Ultimately, the researchers concluded that each constraint mechanism reviewed is effective in some circumstances. It’s up to clients to choose which ones.
And what about consultants? Given that most IT projects now involved teams comprised of both consultancy- and client-based resources, should consultants be concerned about opportunistic clients?
“The belief has always been that the innocent client will be taken advantage of by the smooth-talking consultant,” Dawson notes. “We have evidence that shows a client will be opportunistic at roughly the same percentage of time that a consultant will be opportunistic.”
Effective safeguards
Dawson recognizes that a substantial number of consultants and clients will never be opportunistic: ”"It simply is not in their DNA.”

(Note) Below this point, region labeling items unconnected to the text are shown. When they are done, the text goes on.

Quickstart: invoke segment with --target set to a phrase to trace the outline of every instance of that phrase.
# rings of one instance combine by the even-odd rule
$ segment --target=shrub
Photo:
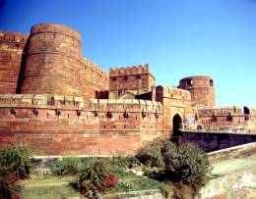
[[[106,188],[117,184],[115,174],[109,173],[109,165],[106,162],[96,162],[80,174],[76,183],[81,194],[87,194],[90,191],[104,192]]]
[[[28,148],[14,146],[0,149],[0,198],[20,198],[15,195],[20,178],[26,178],[31,172],[31,152]]]
[[[31,172],[32,153],[28,148],[14,146],[0,149],[0,166],[6,172],[15,174],[18,178],[26,178]]]
[[[164,168],[165,164],[161,154],[163,142],[162,140],[156,139],[147,144],[138,153],[137,158],[146,166]]]
[[[186,184],[195,190],[204,183],[211,167],[204,151],[192,143],[183,143],[164,153],[166,169],[171,170],[175,182]]]
[[[58,175],[77,174],[86,165],[78,157],[64,157],[62,160],[57,161],[53,173]]]
[[[0,198],[11,199],[19,190],[15,184],[17,177],[14,174],[7,174],[0,168]]]
[[[132,169],[140,165],[138,158],[134,156],[119,156],[112,158],[112,165],[116,167],[121,167],[125,169]]]

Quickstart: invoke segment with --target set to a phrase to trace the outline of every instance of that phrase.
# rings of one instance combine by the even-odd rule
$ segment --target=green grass
[[[147,189],[159,189],[162,185],[155,179],[138,176],[131,172],[120,169],[116,171],[119,178],[117,186],[107,190],[107,193],[128,192]],[[66,199],[83,198],[79,192],[69,185],[76,176],[59,177],[53,174],[32,174],[30,179],[20,181],[23,199]]]
[[[23,199],[80,198],[78,191],[69,185],[73,179],[74,176],[58,177],[50,174],[32,176],[20,182],[23,187],[20,194]]]

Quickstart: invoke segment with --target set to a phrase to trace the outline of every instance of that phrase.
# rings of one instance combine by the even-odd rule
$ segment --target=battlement
[[[132,66],[132,67],[121,67],[121,68],[110,68],[109,76],[129,75],[138,74],[150,74],[149,64]]]
[[[249,113],[246,113],[249,112]],[[241,116],[241,115],[255,115],[256,116],[256,109],[255,108],[247,108],[247,107],[239,107],[239,106],[232,106],[232,107],[218,107],[214,109],[207,109],[207,108],[199,108],[198,113],[201,117],[204,116]]]
[[[157,86],[157,99],[160,98],[170,98],[170,99],[182,99],[182,100],[191,100],[190,92],[176,87],[168,86]]]
[[[30,34],[21,32],[0,31],[0,42],[21,42],[26,43]]]
[[[83,59],[83,63],[84,63],[84,65],[85,65],[87,68],[89,68],[90,70],[92,70],[92,73],[93,73],[93,74],[96,74],[96,75],[98,75],[98,77],[104,78],[104,79],[106,79],[106,80],[108,79],[108,76],[109,76],[108,73],[105,72],[105,71],[103,71],[103,70],[101,69],[101,67],[97,66],[96,63],[94,63],[94,62],[88,60],[87,58],[84,58],[84,59]],[[98,78],[98,79],[96,79],[96,80],[99,80],[100,78]]]
[[[58,33],[70,36],[81,43],[81,35],[78,31],[64,25],[38,24],[32,26],[31,33]]]
[[[140,99],[91,99],[65,95],[0,94],[0,108],[47,108],[100,112],[161,113],[160,102]]]

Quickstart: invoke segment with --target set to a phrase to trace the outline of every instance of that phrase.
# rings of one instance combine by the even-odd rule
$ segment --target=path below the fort
[[[199,199],[256,198],[256,154],[214,163],[211,177]]]

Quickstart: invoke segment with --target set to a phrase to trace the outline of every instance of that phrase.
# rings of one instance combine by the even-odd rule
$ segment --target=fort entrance
[[[180,137],[180,124],[182,124],[181,117],[176,114],[172,118],[172,137],[171,140],[173,142],[179,143],[179,137]]]

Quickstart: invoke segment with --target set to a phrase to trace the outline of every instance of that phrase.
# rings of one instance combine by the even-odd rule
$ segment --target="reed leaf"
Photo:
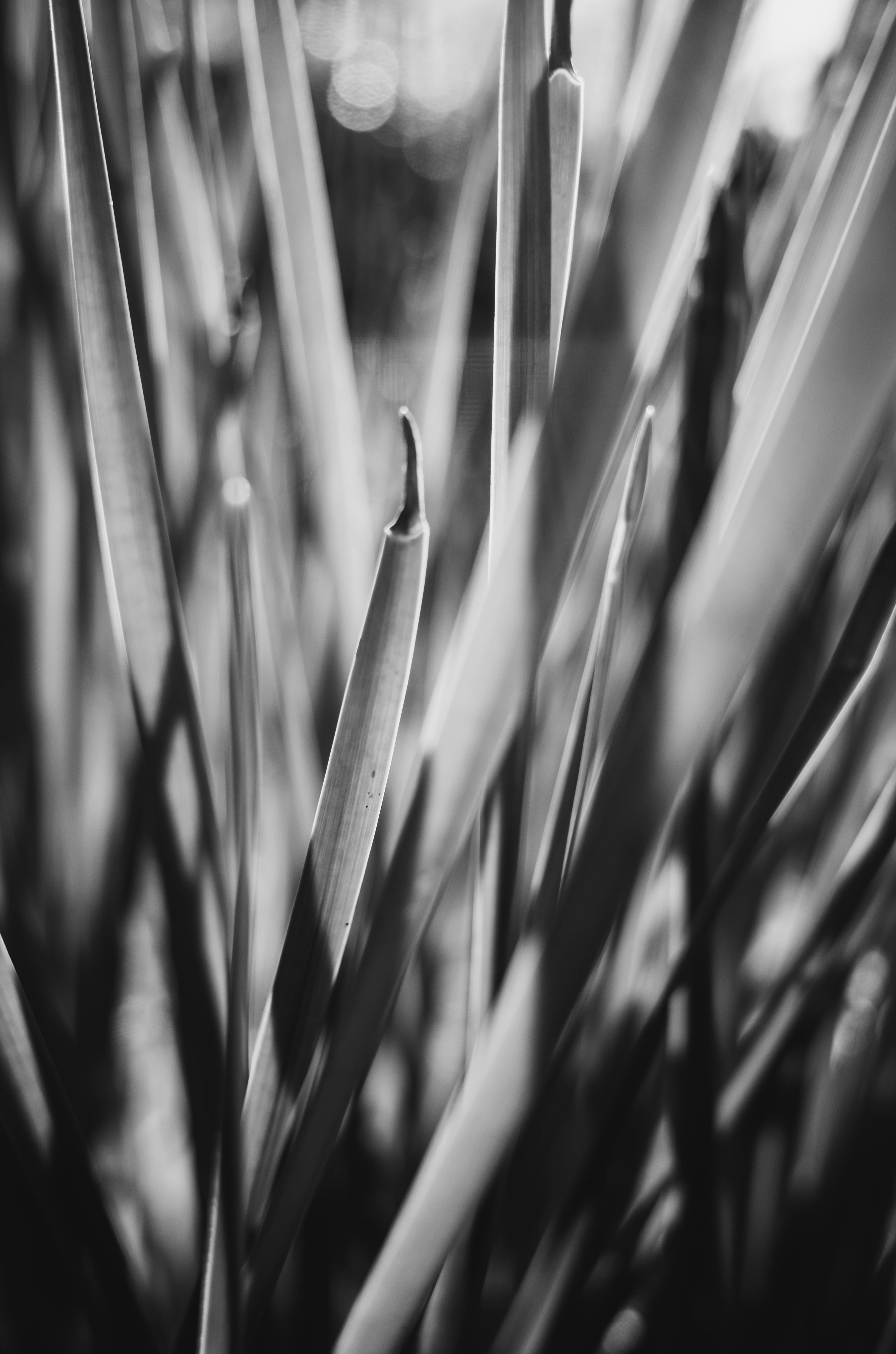
[[[112,1347],[154,1354],[160,1340],[137,1297],[89,1152],[1,940],[0,1122],[97,1334]]]
[[[793,310],[781,306],[788,343],[770,385],[754,385],[739,412],[689,566],[617,720],[556,918],[517,948],[340,1354],[391,1349],[413,1322],[532,1105],[644,849],[855,475],[896,368],[896,295],[884,282],[896,227],[895,99],[896,61],[882,61],[819,204],[811,248],[782,269],[781,286],[794,291]],[[803,307],[809,290],[813,303]],[[849,393],[834,376],[845,371]]]
[[[896,841],[896,772],[874,800],[862,827],[836,875],[819,900],[812,925],[803,937],[765,1005],[761,1021],[751,1030],[751,1043],[723,1087],[716,1108],[716,1127],[731,1135],[770,1072],[778,1066],[789,1040],[799,1028],[808,999],[824,978],[824,942],[842,932],[851,919]],[[822,948],[822,968],[812,956]]]
[[[177,242],[194,315],[204,329],[208,356],[219,367],[230,352],[221,244],[180,80],[169,66],[156,74],[150,126],[157,194]]]
[[[284,1177],[277,1194],[277,1209],[290,1215],[283,1240],[307,1208],[448,868],[518,727],[589,496],[598,482],[606,487],[616,473],[610,439],[624,409],[642,325],[700,161],[738,18],[736,3],[694,4],[650,122],[620,177],[619,234],[606,238],[574,320],[537,448],[514,463],[508,531],[491,582],[487,561],[480,556],[433,692],[359,975],[299,1127],[288,1183]],[[631,268],[617,249],[623,238],[639,241]],[[606,297],[619,295],[619,288],[629,303],[614,309],[610,321]],[[623,450],[627,445],[623,443]],[[620,494],[621,487],[619,482]],[[528,953],[527,946],[520,953]],[[521,1029],[520,1036],[525,1034]],[[483,1141],[490,1140],[491,1129]],[[284,1254],[282,1242],[269,1265],[264,1271],[259,1267],[252,1280],[254,1317]],[[441,1251],[439,1262],[444,1255]],[[429,1282],[433,1278],[434,1273]],[[405,1320],[399,1308],[395,1315]]]
[[[240,31],[287,386],[314,466],[345,677],[369,596],[374,535],[323,165],[295,5],[240,0]]]
[[[345,951],[407,688],[429,527],[417,431],[407,410],[401,412],[401,424],[407,456],[405,505],[384,533],[302,879],[252,1057],[242,1116],[250,1225],[259,1224],[268,1204]],[[277,1187],[273,1219],[282,1213],[280,1197]],[[252,1265],[271,1244],[268,1227],[265,1219]]]
[[[508,0],[498,95],[498,240],[491,383],[489,565],[503,538],[510,441],[548,402],[551,133],[544,5]]]
[[[563,326],[566,290],[573,264],[573,229],[582,164],[582,81],[573,69],[570,9],[573,0],[554,5],[548,60],[548,125],[551,135],[551,341],[548,371],[554,382]]]
[[[532,877],[532,895],[539,899],[539,915],[543,917],[556,906],[564,867],[575,842],[582,804],[586,793],[590,798],[596,784],[601,711],[623,603],[625,562],[647,487],[652,414],[651,408],[644,410],[625,474],[597,619]]]
[[[249,562],[252,490],[245,479],[227,479],[222,498],[230,574],[230,760],[233,766],[237,891],[230,944],[221,1181],[227,1247],[227,1308],[233,1332],[231,1349],[240,1349],[242,1345],[240,1271],[244,1261],[245,1235],[240,1124],[249,1078],[249,934],[254,856],[259,838],[261,708]]]
[[[455,209],[420,420],[426,456],[426,510],[434,536],[443,525],[441,505],[457,418],[476,264],[498,154],[498,108],[494,95],[489,102],[494,107],[486,111],[474,137]]]
[[[295,608],[295,590],[287,548],[276,517],[272,443],[280,383],[280,347],[276,330],[263,320],[254,382],[249,394],[246,440],[244,445],[246,471],[261,523],[256,540],[261,574],[264,612],[273,654],[277,708],[283,727],[283,747],[296,814],[296,858],[305,858],[311,837],[314,812],[321,796],[321,754],[314,733],[311,693],[302,654],[302,640]],[[267,405],[265,424],[264,406]],[[269,435],[268,435],[269,433]]]
[[[204,1196],[223,1062],[223,853],[137,374],[80,4],[54,0],[51,20],[91,482],[112,627],[152,773],[179,1036]],[[217,918],[202,906],[203,853],[212,871]]]

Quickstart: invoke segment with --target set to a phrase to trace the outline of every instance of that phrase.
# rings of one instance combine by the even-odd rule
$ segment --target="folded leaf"
[[[250,1322],[371,1063],[448,868],[518,726],[589,497],[598,482],[609,487],[629,444],[613,455],[636,348],[700,161],[739,8],[734,0],[693,5],[650,123],[620,177],[614,229],[574,318],[541,437],[513,466],[506,536],[491,582],[480,558],[433,692],[359,975],[299,1128],[291,1173],[275,1200],[290,1221],[271,1247],[269,1263],[257,1270],[264,1285],[253,1278],[250,1259]],[[620,494],[621,487],[620,481]]]

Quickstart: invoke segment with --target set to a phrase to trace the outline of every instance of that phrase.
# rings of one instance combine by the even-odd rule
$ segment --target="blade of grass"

“Those aren’t the ones that I’m concerned with, since they will consistently do the right thing even in the absence of constraints,” he said. “My research is concerned about stopping those clients and consultants who need legal or social guardrails to behave ethically. Ultimately, if we can get all the actors in a market to behave honorably, it benefits everyone.”
So what constraints might protect consultants from crooked clients? Dawson plans to find out this summer. Leveraging a grant sponsored by Amy Hillman, executive dean of the W. P. Carey School of Business, he now is showing those scenarios he used in past research to a new group of study participants to see what constraints could safeguard unwary consultants.
“We believe there will be different constraint mechanisms that operate to keep clients from being opportunistic than those that prevent consultant opportunism,” Dawson says. He’s not even sure professional reputation will come into play at all, as clients aren’t selling their services, the way consultants do.
One thing he does know is that clients and consultants react to the possibility of opportunism in completely different fashions. Consultants have risk premiums they can build into their pricing, so they’re more accepting of an opportunistic client than the client would be of them, he says.
“A client will try to stop the consultant from being opportunistic,” he adds. “A consultant simply tries to minimize the damage so he won’t get hit quite so hard.”
Bottom line
- Researchers have long examined opportunism among consultants, believing that they hold asymmetrical knowledge that far exceeds what their clients possess and use it to take advantage of clients in deals.
- Traditionally, clients have used contracts as a constraint against consultant opportunism.
- Gregory Dawson, a profession of IT at the W. P. Carey School of Business thinks constraints against opportunism will be affected by the level of information asymmetry between client and consultant, as well as their levels of explicit and tacit knowledge.
- When Dawson tested legal constraints against opportunism, such as contracts, as well as social ones, such as the consultant’s professional reputation, he found that IT practitioners identified professional reputation as the top constraint against consultant chicanery.